Prime Minister Benjamin Netanyahu said yesterday that the government is willing to raise minimum wage, but only for "people who really earn minimum wage."
Earlier, Finance Ministry budget director Udi Nissan blamed Histadrut labor federation leader Ofer Eini for the fact that the minimum wage isn't increasing.
Nissan said the government was willing to increase the minimum wage, currently set at NIS 3,850 per month, but was not willing to pay a minimum wage that was "fiction."
Nissan was referring to public servants, many of whom officially earn minimum wage but in practice receive much more. Nissan did not want any increases to the minimum wage to affect these workers, but the Histadrut has refused to agree to this condition.
The government is truly ready to raise minimum wage, but the Histadrut does all its fighting over group labor agreements, and doesn't worry about the truly poor workers, said Nissan.
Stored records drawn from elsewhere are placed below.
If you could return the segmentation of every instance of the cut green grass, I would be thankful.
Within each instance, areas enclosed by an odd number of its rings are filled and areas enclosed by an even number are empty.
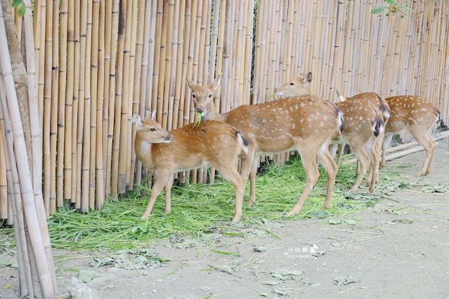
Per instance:
[[[277,237],[268,230],[272,229],[270,224],[274,222],[341,216],[365,209],[384,197],[380,193],[374,193],[367,196],[367,198],[347,198],[346,191],[355,180],[355,164],[341,164],[330,208],[321,210],[326,193],[327,175],[320,167],[318,182],[300,213],[283,218],[293,208],[305,186],[306,176],[301,161],[293,159],[282,168],[268,167],[265,171],[263,175],[256,178],[257,197],[256,204],[251,208],[245,204],[249,197],[247,184],[243,215],[237,224],[230,222],[235,193],[232,185],[227,181],[218,179],[214,185],[187,183],[174,187],[171,213],[168,215],[164,213],[165,200],[162,192],[146,220],[139,218],[148,203],[150,190],[138,186],[137,191],[122,195],[120,200],[110,199],[101,211],[81,214],[67,208],[58,208],[56,213],[48,218],[52,245],[53,248],[72,249],[141,248],[149,243],[167,242],[167,239],[174,234],[202,239],[217,232],[228,236],[242,236],[247,233],[245,229],[252,225],[259,225],[261,230]],[[388,178],[381,185],[397,176],[389,173]],[[381,178],[383,179],[383,175]],[[360,192],[366,192],[363,189]],[[365,199],[369,199],[370,204],[367,204]],[[12,230],[0,230],[0,236],[13,234]]]

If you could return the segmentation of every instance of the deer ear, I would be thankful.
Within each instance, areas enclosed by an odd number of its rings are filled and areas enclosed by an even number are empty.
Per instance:
[[[214,92],[215,92],[215,91],[216,91],[216,88],[219,87],[219,84],[220,84],[221,80],[221,74],[219,74],[219,77],[215,78],[215,80],[214,80],[214,82],[211,84],[211,86],[212,86],[212,88],[214,89]]]
[[[304,79],[303,80],[303,83],[306,85],[308,84],[312,81],[313,76],[311,72],[307,73],[306,76],[304,76]]]
[[[335,94],[337,95],[337,98],[338,98],[340,102],[344,102],[345,100],[346,100],[346,98],[342,94],[341,94],[340,93],[339,93],[338,90],[337,88],[334,88],[334,91],[335,91]]]
[[[193,89],[195,86],[196,86],[196,84],[193,83],[193,81],[190,80],[189,78],[186,78],[186,79],[187,79],[187,84],[188,84],[188,87],[190,87],[190,89]]]
[[[138,130],[142,127],[142,118],[136,112],[133,114],[133,119],[131,122],[134,124]]]

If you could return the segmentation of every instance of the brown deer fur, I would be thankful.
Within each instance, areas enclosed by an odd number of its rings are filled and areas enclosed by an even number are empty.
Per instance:
[[[295,78],[285,84],[277,87],[275,89],[275,93],[278,95],[287,96],[310,93],[310,82],[311,81],[312,74],[308,73],[305,76]],[[379,109],[370,102],[357,97],[346,99],[338,92],[337,95],[341,100],[344,100],[344,102],[336,104],[343,112],[344,130],[341,132],[341,135],[334,136],[332,143],[335,145],[349,143],[360,161],[360,171],[358,172],[356,182],[349,190],[350,192],[355,192],[370,166],[375,171],[377,169],[379,156],[376,154],[373,141],[383,131],[384,121]],[[334,146],[332,148],[336,149]],[[342,147],[340,147],[339,152],[342,152]],[[375,178],[375,175],[373,178]],[[374,182],[371,182],[370,190],[373,192],[375,184]]]
[[[393,136],[409,133],[426,150],[424,162],[417,175],[430,173],[436,147],[431,133],[441,120],[441,114],[434,103],[422,97],[398,95],[385,100],[391,109],[391,115],[385,127],[382,166],[385,166],[386,147],[389,147]]]
[[[165,186],[165,213],[171,211],[171,190],[173,175],[178,171],[211,164],[230,181],[235,190],[235,209],[233,221],[242,216],[245,185],[237,171],[237,160],[247,152],[248,142],[232,126],[216,121],[202,121],[167,132],[154,120],[134,113],[133,123],[136,134],[136,157],[155,176],[150,202],[141,219],[151,213],[156,197]]]
[[[202,119],[216,119],[240,130],[249,141],[248,154],[242,155],[241,173],[246,182],[250,177],[248,205],[256,200],[255,178],[257,158],[261,154],[297,150],[307,178],[306,186],[294,208],[287,216],[297,214],[320,175],[315,157],[327,171],[327,192],[323,208],[330,206],[337,164],[328,144],[343,126],[341,111],[328,100],[313,95],[287,98],[257,105],[242,105],[220,114],[215,110],[213,93],[219,77],[211,84],[197,86],[188,79],[192,100]]]

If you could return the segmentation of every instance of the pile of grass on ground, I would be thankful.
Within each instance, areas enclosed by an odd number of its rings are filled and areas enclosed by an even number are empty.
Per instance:
[[[367,203],[346,198],[346,191],[354,181],[355,165],[341,164],[337,177],[329,210],[320,209],[326,193],[327,175],[320,167],[319,180],[296,216],[282,218],[293,208],[305,185],[306,176],[301,161],[294,159],[285,167],[265,169],[256,178],[256,204],[247,206],[248,183],[244,197],[243,214],[232,225],[235,193],[231,184],[218,180],[214,185],[186,184],[171,192],[171,213],[164,213],[164,192],[157,197],[150,216],[141,220],[150,190],[139,186],[120,200],[110,199],[101,211],[80,214],[67,208],[58,209],[48,219],[54,248],[135,248],[148,242],[160,242],[173,234],[200,236],[217,230],[239,232],[254,224],[276,220],[293,221],[304,218],[341,215],[372,206],[377,196]],[[363,192],[363,191],[362,191]],[[382,196],[381,196],[382,197]]]

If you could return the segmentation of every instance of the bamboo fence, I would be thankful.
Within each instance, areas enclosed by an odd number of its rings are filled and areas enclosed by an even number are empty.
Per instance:
[[[24,133],[45,215],[65,203],[100,209],[146,178],[134,152],[132,114],[155,109],[168,130],[193,121],[186,78],[201,85],[221,74],[214,100],[224,113],[269,100],[275,86],[310,71],[318,95],[335,100],[334,88],[348,95],[421,95],[447,124],[449,4],[417,0],[410,8],[421,15],[401,18],[371,14],[381,3],[40,0],[32,36],[11,9],[18,41],[34,37],[28,84],[36,84],[30,107],[36,113],[24,121],[39,125]],[[0,150],[0,217],[11,223],[8,158]],[[288,154],[276,159],[282,164]],[[178,178],[213,182],[214,171],[209,173]]]
[[[167,130],[195,121],[186,78],[221,74],[221,113],[312,72],[325,98],[420,95],[449,121],[445,1],[410,1],[405,18],[371,14],[382,0],[24,0],[22,18],[1,1],[0,218],[15,224],[22,296],[56,293],[46,216],[101,209],[147,178],[132,114],[155,110]]]

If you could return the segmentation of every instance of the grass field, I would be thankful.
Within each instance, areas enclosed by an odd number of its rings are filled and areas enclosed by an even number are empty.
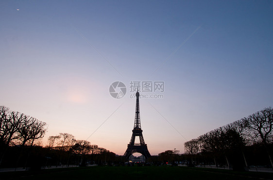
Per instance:
[[[92,166],[2,172],[15,180],[273,180],[273,174],[179,166]]]

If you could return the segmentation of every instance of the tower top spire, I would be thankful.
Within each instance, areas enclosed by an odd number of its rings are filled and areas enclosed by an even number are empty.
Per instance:
[[[137,87],[137,92],[136,93],[136,115],[135,116],[135,124],[134,125],[134,129],[141,129],[140,125],[140,116],[139,115],[139,93],[138,92],[138,87]]]

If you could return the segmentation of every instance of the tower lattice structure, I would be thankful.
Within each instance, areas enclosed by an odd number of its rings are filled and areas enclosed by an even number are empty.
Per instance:
[[[133,134],[131,138],[129,144],[124,157],[128,159],[132,154],[135,152],[138,152],[142,154],[145,158],[151,157],[151,154],[148,150],[147,144],[145,144],[143,136],[142,135],[142,130],[140,125],[140,116],[139,113],[139,93],[138,90],[136,94],[136,115],[135,116],[135,123],[134,124],[134,129],[133,130]],[[139,137],[140,143],[135,143],[136,137]]]

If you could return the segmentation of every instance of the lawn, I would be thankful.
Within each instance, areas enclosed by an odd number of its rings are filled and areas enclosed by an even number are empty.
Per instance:
[[[20,180],[273,180],[270,173],[179,166],[92,166],[2,172],[0,179]]]

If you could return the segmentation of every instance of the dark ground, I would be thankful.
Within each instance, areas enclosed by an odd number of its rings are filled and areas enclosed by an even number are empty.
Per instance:
[[[273,180],[273,174],[179,166],[92,166],[0,173],[14,180]]]

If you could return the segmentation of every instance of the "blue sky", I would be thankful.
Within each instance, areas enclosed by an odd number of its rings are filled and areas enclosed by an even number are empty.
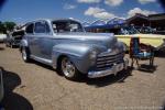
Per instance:
[[[75,18],[84,21],[130,18],[135,13],[163,13],[157,0],[7,0],[0,21],[26,21],[47,18]]]

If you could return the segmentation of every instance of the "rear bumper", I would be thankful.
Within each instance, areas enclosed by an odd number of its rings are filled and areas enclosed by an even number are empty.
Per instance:
[[[127,69],[129,66],[129,61],[124,59],[123,63],[120,64],[114,64],[111,68],[106,69],[106,70],[100,70],[100,72],[89,72],[88,73],[88,77],[89,78],[98,78],[98,77],[103,77],[103,76],[108,76],[108,75],[116,75],[119,72],[121,72],[122,69]]]

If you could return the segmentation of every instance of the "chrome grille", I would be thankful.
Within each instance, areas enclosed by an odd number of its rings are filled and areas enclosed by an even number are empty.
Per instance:
[[[98,55],[97,57],[97,68],[103,69],[112,66],[113,64],[121,63],[123,61],[123,53],[110,55]]]

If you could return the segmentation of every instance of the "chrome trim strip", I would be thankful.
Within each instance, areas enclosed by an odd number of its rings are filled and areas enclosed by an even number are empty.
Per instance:
[[[100,70],[100,72],[89,72],[88,77],[89,78],[98,78],[98,77],[103,77],[112,74],[118,74],[118,72],[121,72],[122,69],[127,69],[129,65],[129,61],[125,59],[123,63],[116,64],[111,68],[106,69],[106,70]]]
[[[47,65],[52,65],[52,61],[51,61],[51,59],[37,57],[37,56],[35,56],[35,55],[31,55],[31,58],[33,58],[33,59],[35,59],[35,61],[37,61],[37,62],[47,64]]]

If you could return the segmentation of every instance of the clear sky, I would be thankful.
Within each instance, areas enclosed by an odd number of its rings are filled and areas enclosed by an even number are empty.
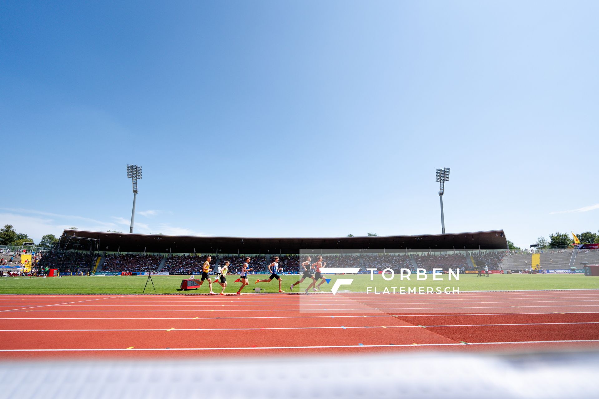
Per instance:
[[[593,1],[4,0],[0,224],[128,232],[134,163],[138,233],[438,233],[439,167],[447,232],[597,231],[598,20]]]

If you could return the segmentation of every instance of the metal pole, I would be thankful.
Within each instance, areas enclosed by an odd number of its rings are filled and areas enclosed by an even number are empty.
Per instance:
[[[441,199],[441,233],[445,234],[445,218],[443,217],[443,196],[440,195],[439,199]],[[132,224],[131,226],[132,226],[133,225]]]
[[[137,193],[133,193],[133,210],[131,211],[131,227],[129,229],[129,233],[133,233],[133,218],[135,216],[135,197],[137,196]]]

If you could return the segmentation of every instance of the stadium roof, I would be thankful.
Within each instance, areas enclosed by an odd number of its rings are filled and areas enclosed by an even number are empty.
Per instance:
[[[206,237],[65,230],[69,236],[95,239],[101,251],[210,254],[299,254],[323,249],[356,252],[507,249],[503,230],[470,233],[374,237]],[[397,250],[397,251],[394,251]]]

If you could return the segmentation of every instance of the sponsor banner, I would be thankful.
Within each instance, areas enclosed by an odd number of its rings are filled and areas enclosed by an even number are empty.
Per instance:
[[[599,244],[580,244],[577,246],[579,249],[599,249]]]

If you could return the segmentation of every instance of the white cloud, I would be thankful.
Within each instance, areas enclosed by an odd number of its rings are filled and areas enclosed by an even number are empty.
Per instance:
[[[550,215],[555,215],[556,214],[577,214],[581,212],[588,212],[589,211],[594,211],[595,209],[599,209],[599,203],[596,203],[594,205],[590,205],[589,206],[583,206],[582,208],[579,208],[577,209],[570,209],[569,211],[559,211],[558,212],[550,212]]]
[[[77,227],[79,230],[92,232],[118,230],[128,233],[131,223],[130,220],[117,216],[110,217],[110,221],[102,221],[81,216],[60,215],[34,209],[13,208],[0,208],[0,209],[10,211],[0,213],[0,221],[1,221],[0,224],[2,226],[11,224],[17,232],[28,234],[36,242],[41,239],[42,236],[46,234],[60,236],[63,230],[71,226]],[[135,233],[140,234],[162,233],[167,235],[205,235],[190,229],[173,226],[168,223],[159,223],[156,226],[135,222],[134,229]]]
[[[111,218],[114,221],[115,223],[118,223],[119,224],[123,224],[125,226],[129,226],[129,224],[131,223],[131,221],[127,220],[125,218],[122,218],[120,216],[112,216],[112,217],[111,217]]]
[[[146,217],[150,217],[150,216],[156,216],[158,214],[160,211],[157,211],[156,209],[148,209],[147,211],[140,211],[137,212],[141,216],[145,216]]]

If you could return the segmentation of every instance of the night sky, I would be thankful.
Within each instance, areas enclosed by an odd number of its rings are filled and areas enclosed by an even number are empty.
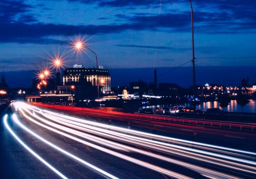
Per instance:
[[[196,65],[255,66],[232,58],[256,56],[256,1],[193,3]],[[95,66],[93,54],[72,51],[79,37],[105,68],[179,66],[191,59],[190,20],[188,0],[1,1],[0,70],[39,70],[57,54]]]

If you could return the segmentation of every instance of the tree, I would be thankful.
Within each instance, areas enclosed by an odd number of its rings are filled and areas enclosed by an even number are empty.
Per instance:
[[[230,98],[228,95],[221,95],[218,97],[218,102],[220,103],[220,106],[222,107],[222,110],[224,107],[227,107],[230,102]]]
[[[244,112],[244,106],[250,102],[245,95],[239,95],[237,97],[237,102],[242,106],[242,114]]]

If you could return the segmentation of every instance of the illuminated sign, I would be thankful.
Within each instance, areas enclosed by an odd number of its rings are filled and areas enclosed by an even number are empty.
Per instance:
[[[0,90],[0,95],[6,95],[7,93],[4,90]]]
[[[73,68],[82,68],[82,64],[75,64],[74,66],[73,66]]]

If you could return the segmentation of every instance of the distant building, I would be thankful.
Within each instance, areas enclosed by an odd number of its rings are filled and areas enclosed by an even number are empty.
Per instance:
[[[179,95],[181,87],[177,84],[161,83],[158,85],[158,95],[160,96],[177,96]]]
[[[100,86],[102,92],[111,91],[110,72],[103,69],[86,69],[82,65],[75,64],[73,68],[63,72],[62,82],[63,85],[70,85],[78,82],[90,82],[93,86]]]
[[[5,74],[4,72],[2,74],[1,82],[0,82],[0,98],[5,97],[7,94],[8,90],[8,85],[5,81]]]
[[[246,79],[244,78],[241,81],[241,87],[249,86],[249,78],[247,77]]]
[[[5,74],[4,72],[3,72],[2,74],[1,82],[0,82],[0,90],[7,90],[8,87],[9,86],[5,81]]]
[[[148,93],[147,84],[140,79],[138,82],[130,82],[130,94],[141,95]]]

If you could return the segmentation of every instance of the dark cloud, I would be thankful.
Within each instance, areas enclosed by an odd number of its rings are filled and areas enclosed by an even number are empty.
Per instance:
[[[110,1],[100,1],[99,6],[110,6],[110,7],[125,7],[125,6],[150,6],[153,5],[158,5],[160,4],[170,3],[169,1],[167,0],[110,0]]]
[[[163,59],[163,61],[175,61],[174,59]]]
[[[141,6],[152,1],[92,1],[69,0],[83,3],[112,3],[121,2],[123,5]],[[152,1],[159,3],[158,1]],[[162,1],[161,3],[169,3]],[[180,0],[180,2],[184,2]],[[194,4],[200,7],[215,6],[219,11],[203,12],[204,8],[194,9],[195,29],[196,33],[231,33],[255,32],[256,1],[241,3],[236,1],[229,5],[227,0],[215,1],[205,3],[195,0]],[[101,4],[101,5],[102,5]],[[117,6],[117,5],[116,5]],[[247,9],[245,9],[247,7]],[[34,43],[62,43],[59,40],[48,38],[50,36],[72,36],[76,34],[94,35],[121,33],[125,31],[162,31],[167,32],[189,32],[190,29],[189,11],[162,14],[135,13],[133,15],[118,14],[115,16],[122,24],[110,24],[105,25],[68,25],[65,24],[45,24],[37,22],[30,12],[33,8],[21,1],[0,2],[0,42]],[[246,10],[244,10],[246,9]],[[247,12],[248,11],[248,12]],[[248,14],[250,13],[250,14]],[[103,17],[104,18],[104,17]]]
[[[145,49],[173,49],[173,48],[169,47],[163,46],[137,46],[133,44],[124,45],[124,44],[117,44],[116,46],[124,47],[135,47],[137,48],[145,48]]]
According to Finance Ministry data, there are 18,700 public servants who receive benefits in order to increase their salaries to the legal minimum. Of these people, 46% have managerial positions. This would imply that these 18,700 people actually earn less than the minimum, but in practice they earn an average of NIS 8,800 a month.
Not only is that well beyond the minimum wage, it's more than the average wage, too.
They receive on average NIS 552 shekels in order to bring their official salary up to the minimum wage, even though in practice, they already receive 130% more than it, as extra payments for seniority, overtime, convalescence pay, grants and expenses are all added in.
None of these are included in their base salary, which is the measure used to determine whether they receive more or less than minimum wage.
In practice, only 5% of these workers actually earn less than NIS 5,000 a month; 35% earn NIS 6,000 to NIS 8,000, and 31% earn more than NIS 10,000.
The Histadrut spokesman said in response that the increase to minimum wage would be for all workers.